Was this a failure of deregulation, and a damning verdict on markets? I would say no: the fraught condition of the S&Ls was the product of previous government regulation and policy, and the perverse incentive to take on risk was inherent in another policy—deposit insurance. An organized political constituency (S&L operators) influenced Congress to loosen some regulations that made the perverse effects of the other regulations and policies even more acute.
In other words: they wanted to deregulate in the worst way, and they did. They did so because the deregulation was designed to benefit particular businesses, not to create a free market in banking. Pace the theory of the second best, elimination of something (restrictions on S&L investment) that would be an imperfection in the absence of other imperfections made things far worse when other imperfections (deposit insurance, forbearing regulators) remained in place.
But the narrative that came out of the S&L debacle was one of market failure, not government failure. Deregulation and markets took the blame, when what had really happened is that politicians responding to incentives (the importuning of an organized constituency) changed the laws in ways that created perverse incentives for business, and ultimately all this perversity begot something wretched indeed. The crisis was played out on Main Street, but its origins lay squarely on Pennsylvania Avenue.
The takeaway from all this is rather depressing. It means there is an inherent political bias against pro-market policies because markets, and the beneficiaries of markets, do not form an organized political force. The difficulty of voters to distinguish pro-business policies from pro-market rhetoric often used to advance them means that economic crises (the Great Depression, the S&L collapse, the 2008 Crisis) that are strongly rooted in government failure are blamed on markets instead, which perversely results in even more government intervention.
So this is why Republicans damage the cause of free markets and small government. They spout pro-market and small government rhetoric, but for reasons of political economy, really do little that actually advances free markets or reduce the size of government. But when some government policy creates incentives that lead to a bad market outcome, their rhetoric boomerangs on markets, not government.

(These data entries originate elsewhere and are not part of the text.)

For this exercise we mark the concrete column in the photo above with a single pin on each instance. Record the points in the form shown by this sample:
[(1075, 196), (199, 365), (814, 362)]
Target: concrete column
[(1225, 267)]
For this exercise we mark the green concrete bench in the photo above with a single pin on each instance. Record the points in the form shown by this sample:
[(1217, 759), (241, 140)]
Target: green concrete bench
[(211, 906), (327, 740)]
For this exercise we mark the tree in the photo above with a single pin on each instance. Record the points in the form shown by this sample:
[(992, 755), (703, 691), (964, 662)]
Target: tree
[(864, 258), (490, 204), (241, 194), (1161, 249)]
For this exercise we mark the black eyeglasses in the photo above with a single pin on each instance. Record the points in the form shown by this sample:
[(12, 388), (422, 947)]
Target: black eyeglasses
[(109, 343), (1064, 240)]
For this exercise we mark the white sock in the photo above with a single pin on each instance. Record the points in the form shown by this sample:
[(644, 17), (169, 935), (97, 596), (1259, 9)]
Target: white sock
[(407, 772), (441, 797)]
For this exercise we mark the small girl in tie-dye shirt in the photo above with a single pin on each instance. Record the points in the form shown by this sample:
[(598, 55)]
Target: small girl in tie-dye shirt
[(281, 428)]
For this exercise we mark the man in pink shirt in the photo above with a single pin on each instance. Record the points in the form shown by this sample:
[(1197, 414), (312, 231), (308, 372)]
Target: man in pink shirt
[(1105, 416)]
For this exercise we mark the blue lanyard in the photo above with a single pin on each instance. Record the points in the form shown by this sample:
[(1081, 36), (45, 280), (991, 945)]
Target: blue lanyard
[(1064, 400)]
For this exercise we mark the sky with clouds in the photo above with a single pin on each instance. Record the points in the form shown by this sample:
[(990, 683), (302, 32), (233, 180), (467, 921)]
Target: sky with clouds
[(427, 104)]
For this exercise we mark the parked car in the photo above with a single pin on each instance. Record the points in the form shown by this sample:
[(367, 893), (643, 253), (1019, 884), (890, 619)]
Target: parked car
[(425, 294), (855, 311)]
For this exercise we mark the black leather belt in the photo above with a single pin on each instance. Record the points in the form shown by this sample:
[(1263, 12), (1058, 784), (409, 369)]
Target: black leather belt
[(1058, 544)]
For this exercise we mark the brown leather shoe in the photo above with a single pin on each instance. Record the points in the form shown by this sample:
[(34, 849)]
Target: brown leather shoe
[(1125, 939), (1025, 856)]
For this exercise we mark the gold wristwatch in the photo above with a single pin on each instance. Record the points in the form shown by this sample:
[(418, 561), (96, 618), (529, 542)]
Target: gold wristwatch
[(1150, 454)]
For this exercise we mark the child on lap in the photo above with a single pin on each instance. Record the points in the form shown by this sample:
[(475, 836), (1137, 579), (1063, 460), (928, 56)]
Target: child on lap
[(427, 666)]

The post-crisis years have been a period of slow growth and economic sclerosis. This is largely attributable to the explosion of regulation that has taken place since 2009. The narrative that helped spark this explosion is that markets failed. Alas, Republicans did much to advance that narrative, albeit inadvertently. But advance it they did, and the malign effects will be felt for decades to come.
In brief, Republican politicians may be subjectively pro-market and pro-capitalism, but objectively they have done grievous harm to markets and capitalism.